Kulkas 35 Pintu

Kulkas 35 Pintu
Kiel menyebalkan


__ADS_3

"Keluar lo, jangan bilang lo mati konyol di dalam", Kiel menggedor-gedor pintu kamar mandinya berkali-kali tetapi tidak ada sahutan sama sekali. Dia mendengus kesal, karena dia juga belum sepenuhnya selesai mandi.


Ceklekk,,,,,


Alesia keluar dari kamar mandi dengan tersenyum canggung menampakkan gigi putihnya yang tersusun rapi karena dia masih merasa malu.


"Ck, lama", ucap Kiel sinis membuat Alesia semakin menundukkan kepalanya karena jarak keduanya sangat dekat. Apalagi tinggi badan Alesia lebih mungil dari Kiel otomatis arah pandangannya ke bidang datar atletis Kiel, membuatnya semakin gugup.


Gadis itu akhirnya bernafas lega selepas Kiel memasuki kamar mandi.


Dia berniat membuka pintu kamar Kiel untuk segera keluar dari tempat itu tapi sayangnya tidak bisa dibuka, sepertinya sengaja dikunci. Seketika Alesia berpikir macam-macam dan mulai gelisah. Dia berjalan mondar-mandir di depan pintu sambil mengigit jarinya. Sepertinya ajaran Lia dan Michi bekerja juga terhadap Alesia yang polos amat.


Sedangkan cowok itu hanya tersenyum tipis sembari membersihkan kembali tubuhnya dengan air yang mengalir dari software.


"Nyari ini", seketika tubuh Alesia berbalik dan matanya terbelalak lebar melihat kunci di tangan Kiel. Dan perkiraannya ternyata benar pintunya sengaja dikunci entah apa maksud dan tujuannya.


"Kuncinya!", ucap Alesia spontan dan berusaha mengambil kunci dari tangan Kiel tapi usahanya sepertinya sia-sia karena kalah cepat.


"Issss,,,,, minta kuncinya gue mau keluar", Alesia semakin geram dan mengambil paksa dari tangan Kiel tetapi tetap saja tidak bisa.
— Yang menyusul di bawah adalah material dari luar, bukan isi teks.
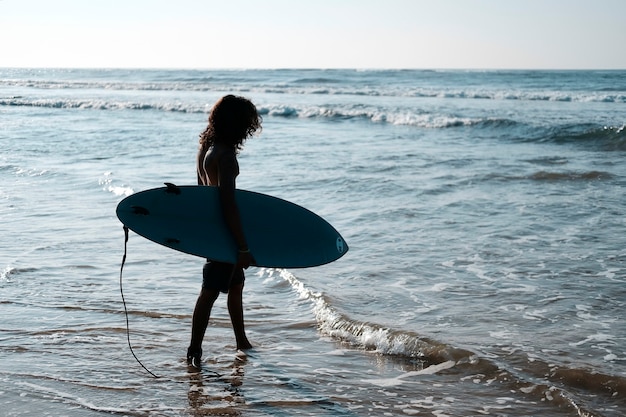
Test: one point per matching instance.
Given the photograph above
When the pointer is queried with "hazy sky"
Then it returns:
(313, 33)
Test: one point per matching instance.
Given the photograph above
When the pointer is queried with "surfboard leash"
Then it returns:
(126, 310)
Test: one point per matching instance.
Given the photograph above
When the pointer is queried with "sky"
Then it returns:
(367, 34)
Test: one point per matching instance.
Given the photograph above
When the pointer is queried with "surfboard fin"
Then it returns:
(140, 210)
(172, 188)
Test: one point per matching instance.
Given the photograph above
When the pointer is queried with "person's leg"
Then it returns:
(235, 309)
(200, 320)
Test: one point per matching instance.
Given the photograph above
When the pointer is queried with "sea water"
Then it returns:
(485, 213)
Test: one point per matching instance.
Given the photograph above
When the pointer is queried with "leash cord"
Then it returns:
(126, 310)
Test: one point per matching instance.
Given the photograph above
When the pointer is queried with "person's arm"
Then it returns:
(227, 172)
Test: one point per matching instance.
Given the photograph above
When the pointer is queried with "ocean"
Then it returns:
(485, 213)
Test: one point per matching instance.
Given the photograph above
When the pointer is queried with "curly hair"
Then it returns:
(233, 119)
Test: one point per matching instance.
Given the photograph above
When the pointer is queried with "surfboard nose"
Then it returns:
(341, 245)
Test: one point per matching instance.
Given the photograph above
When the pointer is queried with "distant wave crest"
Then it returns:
(327, 87)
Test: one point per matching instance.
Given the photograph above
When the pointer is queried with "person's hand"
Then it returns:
(245, 259)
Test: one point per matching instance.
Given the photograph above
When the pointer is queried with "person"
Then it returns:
(232, 120)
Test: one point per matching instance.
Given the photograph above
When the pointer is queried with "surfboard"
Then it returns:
(280, 234)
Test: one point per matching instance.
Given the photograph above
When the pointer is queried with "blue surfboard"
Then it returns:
(280, 234)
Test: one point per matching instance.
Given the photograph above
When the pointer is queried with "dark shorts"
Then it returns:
(221, 276)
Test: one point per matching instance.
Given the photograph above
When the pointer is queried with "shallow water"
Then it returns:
(484, 213)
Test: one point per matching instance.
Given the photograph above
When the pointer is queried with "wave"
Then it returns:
(567, 386)
(609, 138)
(372, 114)
(59, 103)
(327, 86)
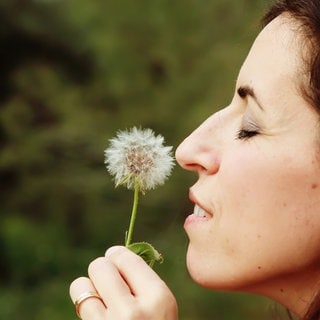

Yang ada jarak mereka semakin tipis dan memungkinkan bibir mereka bisa bertemu atau berpelukan satu sama lain, jika mereka mau.


"Kalo gue nggak mau. Lo mau apa?, hmm", ucap Kiel tepat di telinga Alesia membuat bulu kuduknya merinding. Jantung Alesia seketika berdegup kencang apalagi Kiel masih berbalut dengan handuk di pinggangnya dan air yang masih membasahi rambutnya. Dan dia terserang kegugupan hebat lagi sampai-sampai tangan kanannya meremas celana panjang yang dikenakannya.


Perhatian Kiel tidak luput dari kegiatan tangan Alesia yang meremas celananya. Bukannya semakin menjauh dia malah semakin mendekatkan dirinya ke calon istrinya itu. Sampai Alesia merasakan hembusan nafas Kiel mengenai kulit tengkuk lehernya, membuatnya semakin gugup dan tidak nyaman.


"Awas, gue mau keluar. Mata gue nggak suci lagi gara-gara lo", Alesia mendorong dada Kiel menjauh darinya karena sekitarnya seperti sesak seperti kehabisan oksigen.


"Masa, terus yang ditonton lo di Drakor apaan dong?", tanya Kiel membuat Alesia semakin malu. Bagaimana bisa dia tahu kalau dia suka sekali berteriak heboh disaat melihat tubuh berotot para Oppa-oppa koreanya.


"Bodoh ahk, , buruan ihhhh gue mau keluar", hentaknya lagi tetapi tidak diindahkan Kiel.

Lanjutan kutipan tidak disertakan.